La sixième tapisserie, à la fois la plus grande et la seule à ne pas représenter un des cinq sens, est probablement la plus connue de par tous les mystères qui entourent sa signification exacte. J’ai pour ma part une petite préférence pour les tapisseries du goût et de la vue. La première est la mieux conservée des six, et son niveau de détail et de raffinement est vraiment remarquable. Pour la seconde, c’est surtout la scène représentée et son iconographie que j’admire. La tapisserie évoque évidemment la vue, au sommet de la hiérarchie médiévale des sens, mais aussi, de manière moins évidente, l’iconographie de la capture de la licorne.
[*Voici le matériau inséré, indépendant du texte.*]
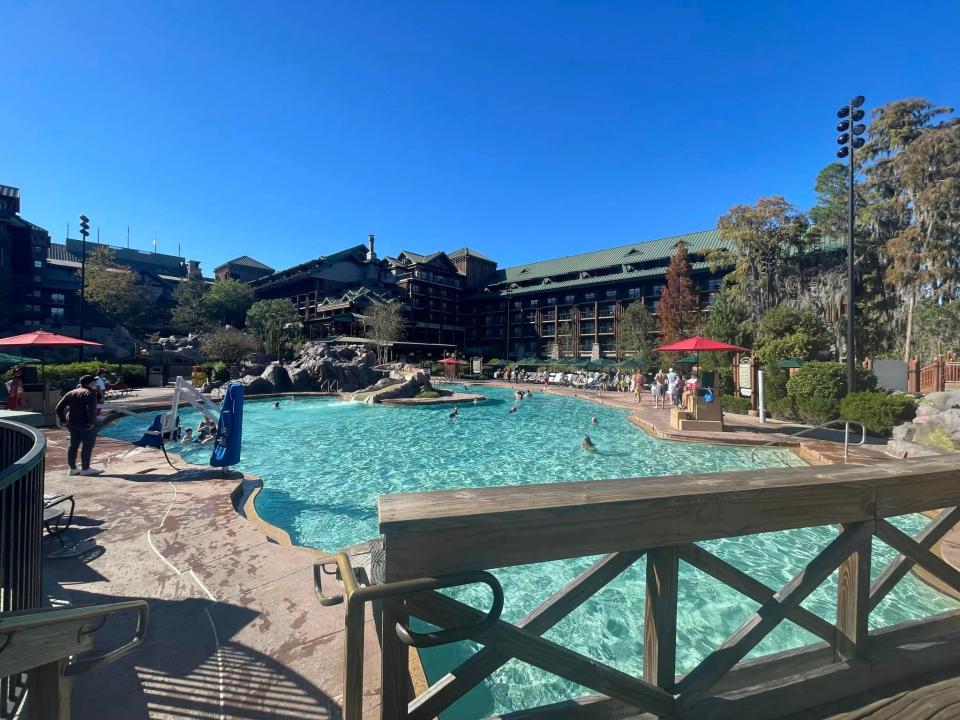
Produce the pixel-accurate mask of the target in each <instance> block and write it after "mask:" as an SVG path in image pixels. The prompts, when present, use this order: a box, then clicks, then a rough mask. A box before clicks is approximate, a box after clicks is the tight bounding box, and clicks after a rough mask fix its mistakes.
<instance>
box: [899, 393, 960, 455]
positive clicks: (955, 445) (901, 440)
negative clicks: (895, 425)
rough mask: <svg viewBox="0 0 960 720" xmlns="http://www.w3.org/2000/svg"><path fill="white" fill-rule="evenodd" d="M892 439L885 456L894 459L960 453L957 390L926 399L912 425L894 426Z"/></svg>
mask: <svg viewBox="0 0 960 720" xmlns="http://www.w3.org/2000/svg"><path fill="white" fill-rule="evenodd" d="M892 435H893V437H892V439H891V440H890V442H888V443H887V452H888V453H889V454H890V455H893V456H895V457H900V458H904V457H925V456H928V455H938V454H940V453H945V452H960V390H951V391H948V392H942V393H931V394H929V395H926V396H925V397H923V398H922V399H921V400H920V403H919V404H918V405H917V416H916V417H915V418H914V420H913V422H909V423H904V424H903V425H898V426H897V427H895V428H894V429H893V433H892Z"/></svg>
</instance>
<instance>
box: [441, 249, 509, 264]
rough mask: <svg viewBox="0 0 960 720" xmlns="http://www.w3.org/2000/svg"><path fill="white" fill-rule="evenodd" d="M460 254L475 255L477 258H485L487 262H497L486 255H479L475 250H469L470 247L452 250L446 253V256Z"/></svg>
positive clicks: (451, 256) (495, 262)
mask: <svg viewBox="0 0 960 720" xmlns="http://www.w3.org/2000/svg"><path fill="white" fill-rule="evenodd" d="M461 255H467V256H469V257H475V258H477V259H478V260H486V261H487V262H492V263H493V264H494V265H496V264H497V261H496V260H491V259H490V258H488V257H487V256H486V255H481V254H480V253H478V252H477V251H476V250H471V249H470V248H460V249H459V250H454V251H453V252H452V253H448V254H447V257H448V258H451V259H453V258H455V257H460V256H461Z"/></svg>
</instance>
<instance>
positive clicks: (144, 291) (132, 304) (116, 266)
mask: <svg viewBox="0 0 960 720" xmlns="http://www.w3.org/2000/svg"><path fill="white" fill-rule="evenodd" d="M85 299H86V302H89V303H90V304H91V305H93V306H94V307H95V308H96V309H97V310H98V311H99V312H100V313H101V314H102V315H103V316H104V318H106V319H107V320H110V321H111V322H114V323H117V324H119V325H123V326H127V327H136V328H140V327H142V324H143V322H144V321H145V320H146V318H147V315H148V314H149V311H150V309H151V308H153V306H154V296H153V293H152V292H151V290H150V288H148V287H146V286H145V285H144V284H143V283H141V282H140V277H139V276H138V275H137V273H135V272H134V271H133V270H131V269H130V268H129V267H126V266H122V265H117V263H116V261H115V259H114V253H113V251H112V250H110V249H109V248H107V247H105V246H102V245H100V246H98V247H96V248H94V250H93V251H92V252H91V253H90V254H89V255H87V267H86V286H85Z"/></svg>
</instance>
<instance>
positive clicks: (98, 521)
mask: <svg viewBox="0 0 960 720" xmlns="http://www.w3.org/2000/svg"><path fill="white" fill-rule="evenodd" d="M47 437H48V440H49V445H48V450H47V480H46V491H47V492H67V493H71V494H73V495H74V497H75V498H76V501H77V517H76V523H77V525H78V529H77V530H74V531H71V533H70V539H72V540H76V539H79V538H81V537H91V538H93V539H95V540H96V542H97V543H98V545H99V546H100V549H99V550H98V551H97V552H96V553H95V555H96V554H97V553H99V556H95V557H94V558H93V559H91V560H89V562H83V561H81V560H78V559H59V560H55V559H47V560H46V561H45V564H44V581H45V589H46V591H47V594H48V595H49V596H50V597H51V598H52V600H53V602H54V603H58V602H69V603H70V604H73V605H90V604H97V603H107V602H117V601H121V600H127V599H133V598H145V599H147V600H148V601H149V604H150V621H149V632H148V634H147V638H146V641H145V642H144V644H143V646H141V647H140V648H138V649H137V650H136V651H135V652H133V653H132V654H130V655H128V656H127V657H126V658H124V659H122V660H120V661H119V662H118V663H115V664H113V665H110V666H108V667H105V668H102V669H100V670H96V671H92V672H90V673H88V674H86V675H81V676H78V677H76V678H75V681H74V691H73V713H74V714H73V717H74V718H76V719H77V720H87V719H88V718H89V719H90V720H107V719H111V718H117V719H118V720H120V719H122V720H138V719H141V718H250V719H253V718H268V717H269V718H328V717H337V716H338V714H339V713H338V710H337V700H338V696H339V695H340V694H341V692H342V683H341V674H342V667H341V648H342V643H343V615H342V608H339V607H333V608H323V607H321V606H320V604H319V603H318V602H317V599H316V597H315V595H314V591H313V580H312V564H313V561H314V559H315V558H316V557H317V556H318V553H316V552H314V551H312V550H307V549H302V548H295V547H290V546H284V545H282V544H279V543H277V542H274V541H271V540H270V539H269V538H268V537H267V535H266V534H265V533H264V531H263V530H262V529H261V528H260V527H258V526H257V525H256V524H255V523H253V522H251V521H250V520H248V519H246V518H244V517H242V516H241V515H239V514H238V513H237V511H236V510H235V509H234V504H233V502H232V501H231V494H233V493H234V491H235V490H236V489H237V488H238V487H240V488H242V489H245V490H249V489H251V488H252V487H253V486H255V485H257V484H258V483H257V482H255V481H251V480H244V478H243V477H242V476H241V475H239V474H234V475H232V476H231V477H229V478H222V477H218V474H217V473H215V472H211V471H210V469H209V468H206V469H204V468H195V467H194V468H191V467H190V466H184V467H186V468H187V469H185V470H183V471H181V472H176V471H174V470H173V469H172V468H170V467H169V466H168V465H167V464H166V463H165V461H164V459H163V456H162V454H161V453H160V452H159V451H156V450H143V449H139V448H137V449H133V450H131V448H130V445H128V444H126V443H120V442H116V441H112V440H110V439H108V438H100V440H99V442H98V444H97V450H96V453H95V456H94V466H96V467H104V468H106V473H105V474H104V475H103V476H100V477H80V476H74V477H69V476H67V474H66V467H65V461H64V456H65V437H64V433H63V431H60V430H55V431H50V432H48V433H47ZM175 462H176V460H175ZM177 465H178V466H180V463H179V462H177ZM57 547H58V545H57V544H56V541H54V540H50V539H48V540H46V541H45V549H46V550H47V551H49V550H55V549H57ZM328 582H329V585H328V586H325V591H326V592H329V593H330V594H333V593H335V592H336V591H337V588H336V586H335V584H334V583H333V582H332V580H329V581H328ZM123 620H126V619H124V618H121V619H114V620H111V621H110V622H109V623H108V625H107V626H106V627H104V628H103V630H101V632H100V634H99V635H98V637H100V636H102V637H103V640H104V641H105V642H106V643H107V644H116V643H117V642H121V641H122V640H123V639H125V638H126V637H128V634H129V632H130V628H131V626H132V625H131V622H132V621H131V622H124V621H123ZM366 636H367V638H368V650H367V657H368V667H367V669H366V675H367V677H368V678H370V680H371V681H372V682H371V683H369V684H368V688H370V690H369V701H368V704H367V707H368V709H369V711H370V716H371V717H372V716H375V715H376V714H377V712H378V710H377V703H378V698H377V692H378V690H377V688H378V678H379V669H378V668H377V667H376V664H377V663H378V661H379V651H378V648H377V643H376V633H375V631H374V627H373V625H372V624H371V625H370V626H369V628H368V630H367V633H366Z"/></svg>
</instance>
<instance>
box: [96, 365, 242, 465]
mask: <svg viewBox="0 0 960 720" xmlns="http://www.w3.org/2000/svg"><path fill="white" fill-rule="evenodd" d="M181 402H187V403H189V404H190V405H192V406H193V407H195V408H196V409H197V410H198V411H199V412H200V413H201V414H202V415H203V416H204V417H206V418H207V419H208V420H210V421H212V422H213V423H215V424H216V426H217V432H216V435H215V436H214V440H213V451H212V453H211V454H210V465H211V467H219V468H223V469H225V470H227V469H229V468H230V466H231V465H236V464H237V463H238V462H239V461H240V444H241V438H242V435H243V384H242V383H240V382H239V381H233V382H230V383H228V384H227V385H226V387H225V389H224V393H223V401H222V402H221V403H220V407H219V408H218V407H217V406H216V405H215V404H214V403H213V402H212V401H211V400H210V398H208V397H205V396H204V395H203V393H201V392H200V391H199V390H198V389H197V388H196V387H194V385H193V383H191V382H190V381H189V380H186V379H184V378H183V377H180V376H177V381H176V384H175V385H174V387H173V400H172V401H171V403H170V409H169V410H168V411H166V412H162V413H159V414H157V415H156V416H155V417H154V418H153V422H152V423H151V424H150V428H149V429H148V430H147V431H146V432H145V433H144V434H143V437H142V438H140V439H139V440H138V441H136V442H135V443H133V444H134V445H139V446H140V447H154V448H159V449H161V450H163V454H164V455H166V454H167V450H166V447H165V446H164V443H165V442H166V441H170V440H174V441H175V440H177V439H178V438H179V437H180V413H179V407H180V403H181ZM112 409H115V410H119V408H112ZM121 412H123V411H122V410H121ZM126 414H130V413H126ZM167 462H168V463H169V462H170V459H169V458H167ZM170 464H171V467H172V466H173V463H170Z"/></svg>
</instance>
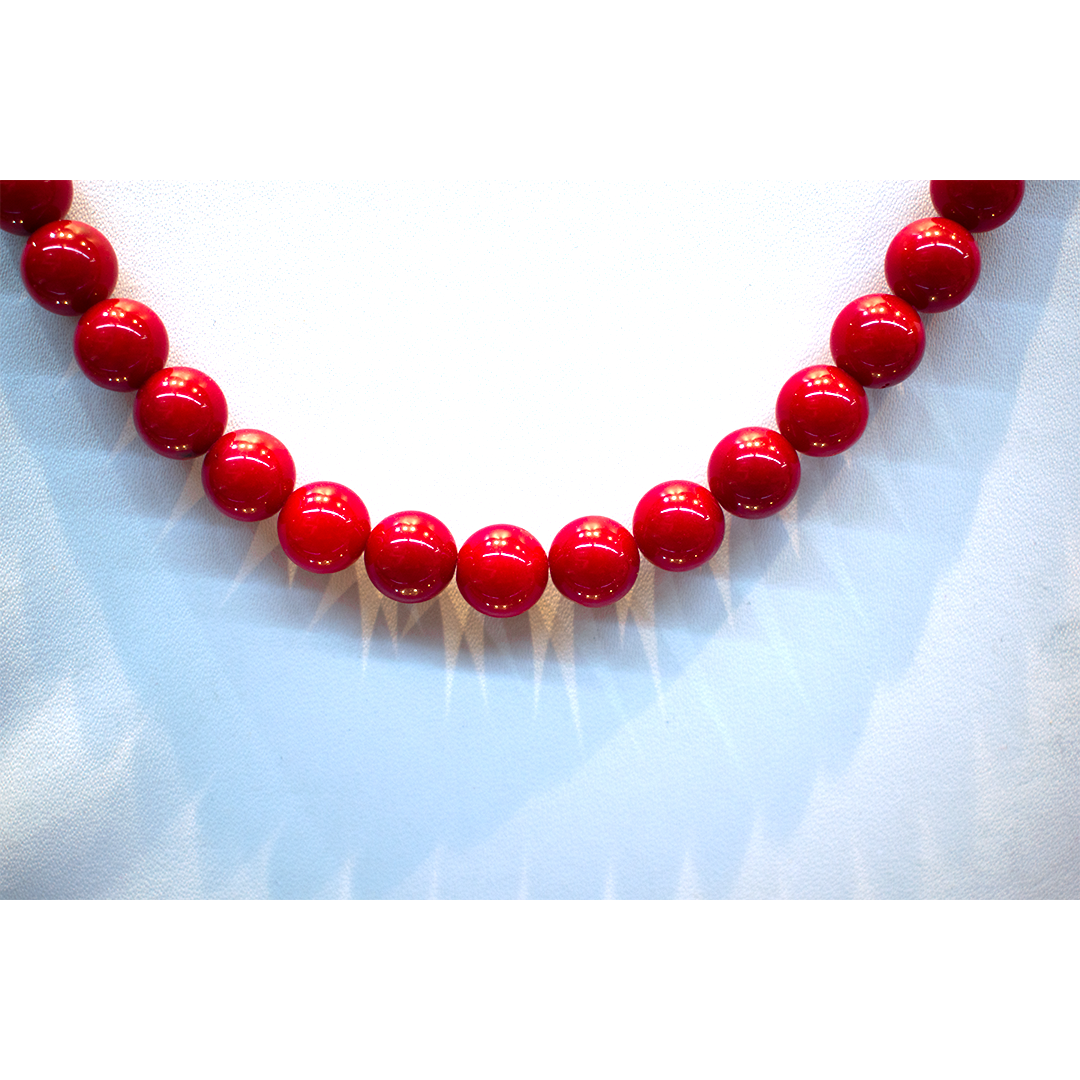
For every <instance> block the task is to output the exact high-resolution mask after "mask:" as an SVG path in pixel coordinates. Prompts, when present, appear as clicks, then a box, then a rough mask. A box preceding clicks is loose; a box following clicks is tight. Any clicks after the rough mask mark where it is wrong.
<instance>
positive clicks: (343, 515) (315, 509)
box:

Selon cette légende très répandue au Moyen-Age, la licorne ne peut être capturée que par une jeune fille vierge qui parviendrait à la séduire. La scène représenterait donc à la fois l’achèvement de la capture et une célébration de l’amour unissant la dame et la licorne – dont certains, rapprochant la corne d’un symbole phallique, pensent qu’il pourrait même comporter une dimension sexuelle…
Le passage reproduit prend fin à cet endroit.